A.N. Wilson has sharp criticism of the Church of England for getting rid of the old prayer book funeral service. Wilson has been all over the place religiously and here I confess I think he sounds like a bit of a prayer book crank but perhaps there is a kernel truth in some of his criticism of the church:
Yet in the absence of Cranmer’s old funeral service, and with vicars pussy-footing around with its modern replacement, they think they can improve on the traditions of the elders.
So ‘I know that My Redeemer Liveth’ is discarded in favour of My Way and Handel is given the boot by Frank Sinatra. But only because the Church did not offer Handel, or the time-honoured words.
Although My Way and other such examples of liturgical home brew give a Kentish vicar the pip, I am afraid I blame the Church more than I actually blame the people who, with the best of bewildered and often griefstricken intentions, devise these cringe-making events in crematoria and churches.

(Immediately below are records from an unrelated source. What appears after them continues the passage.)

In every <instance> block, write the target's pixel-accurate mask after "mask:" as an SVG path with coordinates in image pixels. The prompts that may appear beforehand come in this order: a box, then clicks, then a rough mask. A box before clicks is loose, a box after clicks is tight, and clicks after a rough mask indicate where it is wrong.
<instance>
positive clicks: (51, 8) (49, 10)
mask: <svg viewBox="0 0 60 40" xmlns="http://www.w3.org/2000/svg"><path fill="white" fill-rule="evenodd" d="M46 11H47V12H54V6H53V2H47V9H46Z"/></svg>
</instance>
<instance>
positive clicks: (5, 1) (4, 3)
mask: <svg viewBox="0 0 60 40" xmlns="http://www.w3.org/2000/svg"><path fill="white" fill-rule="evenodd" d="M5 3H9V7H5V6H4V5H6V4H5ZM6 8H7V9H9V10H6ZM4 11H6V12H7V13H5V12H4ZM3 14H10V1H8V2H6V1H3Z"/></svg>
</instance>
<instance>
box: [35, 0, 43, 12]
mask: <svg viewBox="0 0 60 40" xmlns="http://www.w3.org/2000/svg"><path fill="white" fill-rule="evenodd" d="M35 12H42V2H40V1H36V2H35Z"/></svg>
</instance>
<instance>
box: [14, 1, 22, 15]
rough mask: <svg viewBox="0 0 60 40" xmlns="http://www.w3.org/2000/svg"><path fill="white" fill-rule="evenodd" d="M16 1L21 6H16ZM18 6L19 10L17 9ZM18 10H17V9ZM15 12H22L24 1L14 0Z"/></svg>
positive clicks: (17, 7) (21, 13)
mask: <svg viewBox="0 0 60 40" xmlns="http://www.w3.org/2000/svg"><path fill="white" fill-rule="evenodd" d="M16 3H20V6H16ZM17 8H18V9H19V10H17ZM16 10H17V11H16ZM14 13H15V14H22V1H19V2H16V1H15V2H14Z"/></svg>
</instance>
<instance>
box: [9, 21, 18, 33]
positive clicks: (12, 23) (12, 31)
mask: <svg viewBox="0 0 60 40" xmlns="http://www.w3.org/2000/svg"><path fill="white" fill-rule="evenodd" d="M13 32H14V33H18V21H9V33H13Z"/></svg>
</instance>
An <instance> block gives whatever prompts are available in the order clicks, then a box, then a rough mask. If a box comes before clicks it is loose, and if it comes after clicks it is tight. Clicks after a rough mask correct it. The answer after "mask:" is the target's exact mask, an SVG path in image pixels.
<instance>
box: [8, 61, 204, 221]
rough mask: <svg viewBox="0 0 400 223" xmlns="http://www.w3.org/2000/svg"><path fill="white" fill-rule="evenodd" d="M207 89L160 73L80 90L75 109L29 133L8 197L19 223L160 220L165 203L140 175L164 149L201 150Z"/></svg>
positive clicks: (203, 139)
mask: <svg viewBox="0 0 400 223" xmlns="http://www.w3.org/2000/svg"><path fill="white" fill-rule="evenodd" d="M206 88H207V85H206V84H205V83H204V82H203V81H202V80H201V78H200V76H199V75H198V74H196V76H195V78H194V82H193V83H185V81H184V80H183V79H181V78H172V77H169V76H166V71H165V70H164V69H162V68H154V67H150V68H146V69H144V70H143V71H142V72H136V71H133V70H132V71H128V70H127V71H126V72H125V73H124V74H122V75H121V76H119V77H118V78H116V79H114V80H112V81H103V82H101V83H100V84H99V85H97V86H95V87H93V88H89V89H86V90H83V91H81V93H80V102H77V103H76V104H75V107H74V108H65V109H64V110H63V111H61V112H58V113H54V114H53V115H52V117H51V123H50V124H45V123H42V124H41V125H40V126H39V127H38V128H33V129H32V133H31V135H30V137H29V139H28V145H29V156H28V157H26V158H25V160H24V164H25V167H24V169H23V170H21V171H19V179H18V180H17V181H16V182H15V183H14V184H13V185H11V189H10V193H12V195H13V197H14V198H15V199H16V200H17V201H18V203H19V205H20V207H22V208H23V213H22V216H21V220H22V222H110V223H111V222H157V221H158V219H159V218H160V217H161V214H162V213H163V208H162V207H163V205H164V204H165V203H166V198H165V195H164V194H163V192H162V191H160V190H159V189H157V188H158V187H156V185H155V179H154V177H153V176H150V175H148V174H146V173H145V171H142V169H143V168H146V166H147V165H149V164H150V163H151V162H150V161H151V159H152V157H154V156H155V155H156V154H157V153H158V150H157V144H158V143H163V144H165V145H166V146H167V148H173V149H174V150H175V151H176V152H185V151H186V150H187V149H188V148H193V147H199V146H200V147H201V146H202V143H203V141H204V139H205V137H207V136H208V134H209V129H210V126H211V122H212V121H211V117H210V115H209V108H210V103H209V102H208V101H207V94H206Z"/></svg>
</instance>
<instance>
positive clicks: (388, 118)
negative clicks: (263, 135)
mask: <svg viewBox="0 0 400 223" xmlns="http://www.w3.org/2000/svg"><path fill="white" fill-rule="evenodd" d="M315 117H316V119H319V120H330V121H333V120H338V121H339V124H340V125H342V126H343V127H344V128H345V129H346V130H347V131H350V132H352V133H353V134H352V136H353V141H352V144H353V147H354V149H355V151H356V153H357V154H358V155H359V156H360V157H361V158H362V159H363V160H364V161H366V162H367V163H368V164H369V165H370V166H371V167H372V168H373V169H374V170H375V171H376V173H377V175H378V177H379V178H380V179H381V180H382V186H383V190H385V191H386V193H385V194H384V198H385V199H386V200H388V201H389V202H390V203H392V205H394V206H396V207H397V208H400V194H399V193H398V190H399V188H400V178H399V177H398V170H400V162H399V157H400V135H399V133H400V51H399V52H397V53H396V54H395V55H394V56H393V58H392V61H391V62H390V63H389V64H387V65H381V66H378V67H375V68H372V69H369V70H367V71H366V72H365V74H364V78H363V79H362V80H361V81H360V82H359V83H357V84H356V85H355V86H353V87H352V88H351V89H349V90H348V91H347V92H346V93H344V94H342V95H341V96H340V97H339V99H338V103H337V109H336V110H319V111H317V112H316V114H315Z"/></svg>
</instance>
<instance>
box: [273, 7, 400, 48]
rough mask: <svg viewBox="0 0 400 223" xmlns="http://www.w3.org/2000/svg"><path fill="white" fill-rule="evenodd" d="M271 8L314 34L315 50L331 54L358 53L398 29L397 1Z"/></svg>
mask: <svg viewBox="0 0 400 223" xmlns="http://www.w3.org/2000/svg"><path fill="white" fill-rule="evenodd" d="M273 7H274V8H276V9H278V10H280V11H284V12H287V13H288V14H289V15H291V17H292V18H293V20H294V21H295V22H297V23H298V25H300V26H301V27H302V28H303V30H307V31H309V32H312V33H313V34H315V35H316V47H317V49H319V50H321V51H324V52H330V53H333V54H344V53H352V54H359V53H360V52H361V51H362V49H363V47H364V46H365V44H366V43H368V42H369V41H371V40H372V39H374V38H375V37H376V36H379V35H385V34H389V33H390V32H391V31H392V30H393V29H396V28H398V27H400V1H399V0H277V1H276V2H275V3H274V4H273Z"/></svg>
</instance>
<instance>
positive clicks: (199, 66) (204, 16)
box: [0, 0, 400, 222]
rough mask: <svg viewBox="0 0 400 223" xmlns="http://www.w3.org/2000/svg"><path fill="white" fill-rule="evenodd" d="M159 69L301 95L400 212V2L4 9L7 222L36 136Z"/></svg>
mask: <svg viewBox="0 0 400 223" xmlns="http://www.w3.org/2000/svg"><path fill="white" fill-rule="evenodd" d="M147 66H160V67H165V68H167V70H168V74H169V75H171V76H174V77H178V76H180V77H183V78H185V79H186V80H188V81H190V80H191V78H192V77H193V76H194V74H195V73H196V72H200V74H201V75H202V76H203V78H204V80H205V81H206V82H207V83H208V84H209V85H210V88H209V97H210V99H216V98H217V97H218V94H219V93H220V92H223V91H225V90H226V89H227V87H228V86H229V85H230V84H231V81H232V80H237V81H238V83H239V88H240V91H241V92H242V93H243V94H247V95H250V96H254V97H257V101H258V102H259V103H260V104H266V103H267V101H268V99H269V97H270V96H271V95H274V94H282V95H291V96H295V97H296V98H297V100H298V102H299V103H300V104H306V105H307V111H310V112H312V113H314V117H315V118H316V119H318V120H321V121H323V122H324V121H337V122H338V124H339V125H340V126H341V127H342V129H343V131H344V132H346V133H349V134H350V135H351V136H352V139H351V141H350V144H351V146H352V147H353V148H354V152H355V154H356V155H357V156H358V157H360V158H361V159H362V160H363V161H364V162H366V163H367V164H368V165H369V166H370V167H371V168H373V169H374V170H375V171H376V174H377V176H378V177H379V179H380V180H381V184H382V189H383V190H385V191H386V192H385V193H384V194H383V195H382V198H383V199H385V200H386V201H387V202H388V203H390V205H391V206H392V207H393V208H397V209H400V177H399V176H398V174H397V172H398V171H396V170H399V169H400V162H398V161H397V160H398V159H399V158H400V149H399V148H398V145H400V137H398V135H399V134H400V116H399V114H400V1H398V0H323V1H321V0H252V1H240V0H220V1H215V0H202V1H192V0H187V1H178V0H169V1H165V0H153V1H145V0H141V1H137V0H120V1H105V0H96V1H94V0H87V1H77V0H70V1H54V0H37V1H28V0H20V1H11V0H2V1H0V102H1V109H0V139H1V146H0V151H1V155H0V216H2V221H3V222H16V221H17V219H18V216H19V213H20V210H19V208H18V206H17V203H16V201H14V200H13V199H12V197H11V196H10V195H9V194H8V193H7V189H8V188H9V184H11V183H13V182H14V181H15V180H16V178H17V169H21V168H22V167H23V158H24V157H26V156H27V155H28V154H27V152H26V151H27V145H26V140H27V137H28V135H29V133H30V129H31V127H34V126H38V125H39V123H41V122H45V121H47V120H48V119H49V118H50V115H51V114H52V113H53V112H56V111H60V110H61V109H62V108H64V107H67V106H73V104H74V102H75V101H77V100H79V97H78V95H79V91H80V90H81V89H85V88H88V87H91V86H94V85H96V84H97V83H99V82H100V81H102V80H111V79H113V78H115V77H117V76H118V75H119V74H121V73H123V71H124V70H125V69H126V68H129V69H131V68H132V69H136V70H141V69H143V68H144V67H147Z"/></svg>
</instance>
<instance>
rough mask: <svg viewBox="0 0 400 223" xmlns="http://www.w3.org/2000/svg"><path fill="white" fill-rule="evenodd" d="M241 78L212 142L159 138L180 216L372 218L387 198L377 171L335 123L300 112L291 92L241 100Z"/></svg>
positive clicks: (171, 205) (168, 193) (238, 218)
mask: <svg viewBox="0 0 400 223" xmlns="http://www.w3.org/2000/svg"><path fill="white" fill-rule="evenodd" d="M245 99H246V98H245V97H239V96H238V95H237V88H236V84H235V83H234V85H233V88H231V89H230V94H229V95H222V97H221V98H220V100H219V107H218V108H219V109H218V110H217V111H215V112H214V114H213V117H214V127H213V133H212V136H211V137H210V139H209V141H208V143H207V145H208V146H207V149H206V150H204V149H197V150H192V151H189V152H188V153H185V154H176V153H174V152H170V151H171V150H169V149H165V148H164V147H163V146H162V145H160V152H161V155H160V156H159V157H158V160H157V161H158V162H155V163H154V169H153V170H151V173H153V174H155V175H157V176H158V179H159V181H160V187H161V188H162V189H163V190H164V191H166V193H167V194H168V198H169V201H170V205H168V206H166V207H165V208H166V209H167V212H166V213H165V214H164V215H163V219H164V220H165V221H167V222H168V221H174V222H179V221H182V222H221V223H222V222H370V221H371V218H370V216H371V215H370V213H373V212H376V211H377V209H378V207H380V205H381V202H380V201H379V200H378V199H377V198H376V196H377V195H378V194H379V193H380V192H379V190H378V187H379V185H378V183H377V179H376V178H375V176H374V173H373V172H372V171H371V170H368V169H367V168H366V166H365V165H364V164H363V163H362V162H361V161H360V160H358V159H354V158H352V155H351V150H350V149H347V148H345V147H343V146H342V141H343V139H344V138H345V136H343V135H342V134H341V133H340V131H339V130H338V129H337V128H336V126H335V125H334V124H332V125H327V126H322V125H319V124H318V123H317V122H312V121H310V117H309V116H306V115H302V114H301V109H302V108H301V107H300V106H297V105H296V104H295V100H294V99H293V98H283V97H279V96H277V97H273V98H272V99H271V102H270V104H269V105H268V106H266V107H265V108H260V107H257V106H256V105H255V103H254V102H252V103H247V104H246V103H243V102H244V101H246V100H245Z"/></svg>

English-speaking men and women for 400 years had the most beautiful church services in their own language. Our national Church chose, for the stupidest set of non-reasons, to discard the Prayer Book services.
Vicars are not in a very strong position to object if people can think of nothing better to play, as the coffin goes down the chute, than You’ll Never Walk Alone (number nine in popularity).
For most British people, the experience of church-going is limited to weddings and funerals.
If, when they came to church on such an occasion, families were given the dignity of the old words, the old hymns and the old music, might they not derive some of the old strength which consoled our ancestors, and bring back to life some of the old, lost dignity with which human rites of passage were once honoured?